Título: 'Protesto é alerta para crise acrícola'
Autor: Fabíola Salvador
Fonte: O Estado de São Paulo, 28/06/2005, Economia & Negócios, p. B6

A Sociedade Rural Brasileira, uma das mais tradicionais no setor, ajudou a organizar e apóia o tratoraço que acontece hoje em Brasília. Na entrevista, o presidente da instituição, o produtor rural e industrial João de Almeida Sampaio Filho, explica que não se trata de um protesto contra o governo, mas um alerta para a crise que o setor atravessa. Na opinião dele, até agora o governo e os congressistas não se mostraram muitos sensíveis. Qual é o objetivo do tratoraço?

É um alerta. Queremos chamar a atenção do governo e do Congresso para o momento negativo que o agronegócio está vivendo, principalmente os setores de grãos e fibras. Existe um descasamento violento entre os custos e os preços de venda. Mesmo com os altos índices de produtividade verificados hoje na zona rural, a conta não está fechando.

É uma crise que resulta exclusivamente da questão cambial?

O câmbio é um dos problemas. Quando o dólar subiu, o preço dos insumos também subiu barbaramente. Quando baixou, no entanto, não se viu uma queda tão acentuada. O processo no sentido contrário é mais lento. Junto com os problemas causados pelo câmbio, o agronegócio também sente o custo Brasil. Veja o exemplo da carga tributária: enquanto por aqui os tributos representam 38% do preço dos defensivos agrícolas, na Argentina e no Uruguai giram em torno de 12%. Por que nós temos de pagar tão mais? Veja outro exemplo: também trabalho no setor de industrialização de borracha e uma parte da matéria-prima que compro vem de Rondonópolis, Mato Grosso. Há três anos, com o dólar valendo R$ 2,40, o custo do frete de uma tonelada de borracha, entregue em São Paulo, oscilava entre US$ 30 e US$ 35. Hoje custa entre US$ 80 e US$ 100. Por que? Porque o petróleo subiu, as estradas pioraram, os insumos ficaram mais caros. Quem ganhou com isso? Garanto que não foi o produtor rural.

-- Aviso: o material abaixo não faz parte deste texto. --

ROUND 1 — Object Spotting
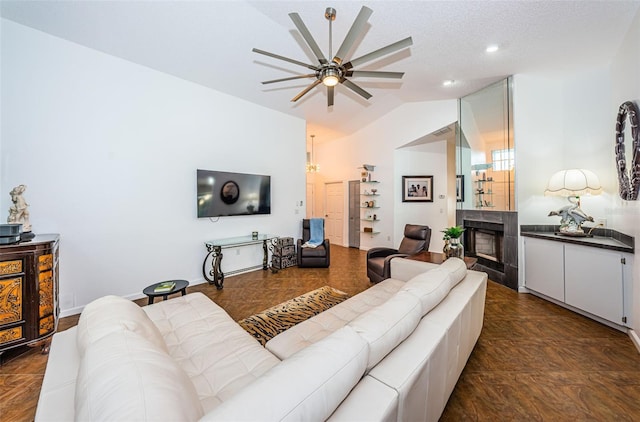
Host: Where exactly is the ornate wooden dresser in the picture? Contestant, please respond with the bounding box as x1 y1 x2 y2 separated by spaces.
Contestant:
0 234 60 355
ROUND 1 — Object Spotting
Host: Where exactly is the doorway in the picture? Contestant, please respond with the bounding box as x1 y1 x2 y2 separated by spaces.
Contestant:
324 182 344 246
349 180 360 249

Afirma-se que certos produtores, com dívidas antigas, estariam aproveitando a crise para pressionar o governo, em busca de uma anistia ou de um novo adiamento de pagamentos.

Deve haver produtores que não querem pagar as dívidas, mas não é disso que estamos tratando. Talvez a melhor saída para separar o joio do trigo seja não fazer uma negociação indistinta, mas sim analisar os problemas de cada região do País e de cada setor. O governo possui mecanismos que poderiam ser ativados para ajudar os produtores nesta dificuldade. Ele poderia aprovar recursos para o cumprimento da política de preços mínimos. Poderia regulamentar o seguro rural e definir o aporte de recursos oficiais. São ferramentas que, por desconhecimento ou insensibilidade, ficam esquecidas.

O tratoraço ocorre no meio de uma crise política. Trata-se de uma manifestação contra o governo do presidente Luiz Inácio Lula da Silva?

Não. O tratoraço foi agendando antes da crise do mensalão e não deve ser confundido com um ato contra o governo.